David Miller, M.D., M.P.H.
Dr. Miller's research seeks to better understand how the healthcare delivery system influences quality and access to care for patients with urological cancers. His longitudinal research agenda focuses on physician-led collaborative quality improvement, and on understanding the relationship between physician organizations, integrated delivery systems, and the quality and cost of specialty care. Dr. Miller is the director of the Michigan Urological Surgery Improvement Collaborative (MUSIC).
- M.D., Washington University
- M.P.H., Epidemiology, University of Michigan
- B.S., University of Michigan
Health Services Research & Policy Focus
IHPI-Affiliated Centers and Programs
What are you thinking about?
Much of health services research focuses on examining and characterizing variations in care; I am interested in how to move from simply describing variations in care toward translating such observations into solutions that help patients get the best care possible across diverse clinical settings. I think quality improvement collaboratives provide an important opportunity for progress in this area.

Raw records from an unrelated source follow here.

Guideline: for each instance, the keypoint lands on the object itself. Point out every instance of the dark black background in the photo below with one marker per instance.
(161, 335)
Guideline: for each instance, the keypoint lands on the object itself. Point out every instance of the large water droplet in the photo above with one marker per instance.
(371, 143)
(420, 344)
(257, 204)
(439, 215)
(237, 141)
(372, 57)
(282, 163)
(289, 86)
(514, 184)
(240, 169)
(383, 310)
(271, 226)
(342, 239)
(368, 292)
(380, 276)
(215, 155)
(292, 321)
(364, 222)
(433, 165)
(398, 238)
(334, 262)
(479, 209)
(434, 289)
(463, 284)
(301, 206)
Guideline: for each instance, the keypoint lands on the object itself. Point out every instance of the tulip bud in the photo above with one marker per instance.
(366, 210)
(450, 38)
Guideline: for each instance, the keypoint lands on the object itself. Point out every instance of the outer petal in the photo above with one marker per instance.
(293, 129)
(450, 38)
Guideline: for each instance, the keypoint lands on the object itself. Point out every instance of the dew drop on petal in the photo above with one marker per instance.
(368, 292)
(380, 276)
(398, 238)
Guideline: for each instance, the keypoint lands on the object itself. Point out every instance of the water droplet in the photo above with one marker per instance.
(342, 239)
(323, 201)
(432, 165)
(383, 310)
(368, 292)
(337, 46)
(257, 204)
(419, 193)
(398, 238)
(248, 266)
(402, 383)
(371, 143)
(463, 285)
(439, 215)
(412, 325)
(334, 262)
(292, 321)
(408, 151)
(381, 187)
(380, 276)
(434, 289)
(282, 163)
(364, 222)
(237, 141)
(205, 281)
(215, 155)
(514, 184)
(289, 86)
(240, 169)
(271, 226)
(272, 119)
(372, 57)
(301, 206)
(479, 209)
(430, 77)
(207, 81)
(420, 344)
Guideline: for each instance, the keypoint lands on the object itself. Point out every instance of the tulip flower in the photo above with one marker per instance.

Why is this interesting to you?
Quality improvement collaboratives engage key stakeholders: payers, physicians - and even patients - to achieve sustained and meaningful changes in care delivery. There are a number of these collaborative initiatives ongoing in the state of Michigan. One example that I am involved with is the Michigan Urological Surgery Improvement Collaborative (MUSIC - a partnership with Blue Cross Blue Shield of Michigan), which is using strategies built around comparative performance feedback and clinical guideline dissemination to improve the quality and value of prostate cancer care for men across the state.
What are the practical implications for healthcare?
As one example, many men with low-risk prostate cancer undergo staging evaluations with CT scans and/or bone scans. We have collected data in the MUSIC showing that there is substantial variation in the use of these studies across Michigan, but that these imaging tests almost never show evidence for spread of the cancer, or other findings that would change treatment decisions. Informed by these data, we partnered with colleagues from Industrial and Operations Engineering to develop better criteria for selecting patients for imaging, and we are now using tools to developed in the field of implementation science to apply these evidence-based recommendations across many, diverse clinical settings.